In the village, the population was spread out, with 31.4% under the age of 18, 7.8% from 18 to 24, 25.4% from 25 to 44, 20.1% from 45 to 64, and 15.2% who were 65 years of age or older. The median age was 35 years. For every 100 females, there were 95.2 males. For every 100 females age 18 and over, there were 100.0 males.

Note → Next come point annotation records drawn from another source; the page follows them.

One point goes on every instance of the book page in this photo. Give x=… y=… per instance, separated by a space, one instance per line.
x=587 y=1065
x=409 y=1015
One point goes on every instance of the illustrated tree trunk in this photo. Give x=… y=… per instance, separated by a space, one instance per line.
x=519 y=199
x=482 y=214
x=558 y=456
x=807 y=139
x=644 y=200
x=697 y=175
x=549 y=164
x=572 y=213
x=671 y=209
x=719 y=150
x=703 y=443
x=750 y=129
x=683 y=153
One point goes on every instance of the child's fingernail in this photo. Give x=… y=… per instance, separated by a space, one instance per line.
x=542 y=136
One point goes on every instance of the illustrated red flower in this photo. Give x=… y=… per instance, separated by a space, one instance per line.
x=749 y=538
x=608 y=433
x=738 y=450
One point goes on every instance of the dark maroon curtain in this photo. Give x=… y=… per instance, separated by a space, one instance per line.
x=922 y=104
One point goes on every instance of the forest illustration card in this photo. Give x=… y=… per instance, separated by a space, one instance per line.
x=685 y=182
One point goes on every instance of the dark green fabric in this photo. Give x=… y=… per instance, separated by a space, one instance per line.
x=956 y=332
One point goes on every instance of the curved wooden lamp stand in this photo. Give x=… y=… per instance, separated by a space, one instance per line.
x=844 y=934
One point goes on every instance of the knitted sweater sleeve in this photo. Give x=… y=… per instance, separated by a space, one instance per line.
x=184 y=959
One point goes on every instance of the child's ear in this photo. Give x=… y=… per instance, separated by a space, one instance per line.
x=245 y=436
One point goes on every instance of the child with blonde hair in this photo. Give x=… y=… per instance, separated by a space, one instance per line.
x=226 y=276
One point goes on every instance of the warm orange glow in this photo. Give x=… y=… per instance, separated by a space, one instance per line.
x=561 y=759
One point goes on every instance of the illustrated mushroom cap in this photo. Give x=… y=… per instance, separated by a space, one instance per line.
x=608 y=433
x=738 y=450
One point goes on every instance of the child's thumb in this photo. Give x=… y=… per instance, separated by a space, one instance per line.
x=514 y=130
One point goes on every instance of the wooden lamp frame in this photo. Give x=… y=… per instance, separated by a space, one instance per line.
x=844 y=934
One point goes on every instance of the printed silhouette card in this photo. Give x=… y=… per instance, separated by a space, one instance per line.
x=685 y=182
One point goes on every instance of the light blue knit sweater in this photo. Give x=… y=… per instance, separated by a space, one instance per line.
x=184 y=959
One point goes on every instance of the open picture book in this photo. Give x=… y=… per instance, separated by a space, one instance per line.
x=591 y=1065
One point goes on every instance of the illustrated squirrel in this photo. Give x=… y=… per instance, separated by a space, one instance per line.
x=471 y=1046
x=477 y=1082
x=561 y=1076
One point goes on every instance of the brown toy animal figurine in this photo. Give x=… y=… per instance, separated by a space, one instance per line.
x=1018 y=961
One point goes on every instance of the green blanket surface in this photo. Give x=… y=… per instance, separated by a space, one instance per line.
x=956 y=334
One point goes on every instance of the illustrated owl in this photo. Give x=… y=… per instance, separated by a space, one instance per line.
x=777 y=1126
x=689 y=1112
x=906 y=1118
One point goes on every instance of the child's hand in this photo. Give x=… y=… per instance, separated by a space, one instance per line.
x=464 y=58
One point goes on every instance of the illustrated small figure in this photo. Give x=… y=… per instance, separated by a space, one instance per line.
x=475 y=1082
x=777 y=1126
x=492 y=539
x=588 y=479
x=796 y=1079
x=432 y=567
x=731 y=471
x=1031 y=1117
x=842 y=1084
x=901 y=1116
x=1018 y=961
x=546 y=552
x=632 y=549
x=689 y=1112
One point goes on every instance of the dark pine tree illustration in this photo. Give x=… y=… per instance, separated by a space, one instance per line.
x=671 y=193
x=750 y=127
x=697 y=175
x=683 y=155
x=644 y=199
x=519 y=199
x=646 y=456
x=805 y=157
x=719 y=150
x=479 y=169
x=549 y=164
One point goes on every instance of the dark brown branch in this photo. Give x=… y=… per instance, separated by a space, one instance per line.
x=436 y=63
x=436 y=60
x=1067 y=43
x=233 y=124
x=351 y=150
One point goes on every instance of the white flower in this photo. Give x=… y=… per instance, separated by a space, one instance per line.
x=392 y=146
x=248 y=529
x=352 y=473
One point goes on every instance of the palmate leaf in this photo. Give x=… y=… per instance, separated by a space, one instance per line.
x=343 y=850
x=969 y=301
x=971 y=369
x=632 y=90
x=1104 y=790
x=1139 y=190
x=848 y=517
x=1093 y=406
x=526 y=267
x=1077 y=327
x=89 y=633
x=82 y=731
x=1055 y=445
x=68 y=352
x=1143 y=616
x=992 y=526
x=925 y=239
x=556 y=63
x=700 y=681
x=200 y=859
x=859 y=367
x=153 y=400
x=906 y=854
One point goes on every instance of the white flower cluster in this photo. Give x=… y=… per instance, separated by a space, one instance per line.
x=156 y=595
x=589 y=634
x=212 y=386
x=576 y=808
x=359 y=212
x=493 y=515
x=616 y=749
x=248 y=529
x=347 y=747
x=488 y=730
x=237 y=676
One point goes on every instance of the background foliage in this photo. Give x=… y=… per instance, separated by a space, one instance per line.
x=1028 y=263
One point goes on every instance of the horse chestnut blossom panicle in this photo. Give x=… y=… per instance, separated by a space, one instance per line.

As of 2000 the median income for a household in the village was $27,679, and the median income for a family was $39,583. Males had a median income of $24,063 versus $22,596 for females. The per capita income for the village was $14,526. About 5.3% of families and 5.6% of the population were below the poverty line, including 8.7% of those under the age of eighteen and 4.4% of those 65 or over.

==Government==
Hoskins is led by a village board. The chair of the village board, Hoskins' equivalent of mayor, is James (Jim) A. Miller.

==Education==
Trinity Lutheran School is a Christian school of the Wisconsin Evangelical Lutheran Synod in Hoskins.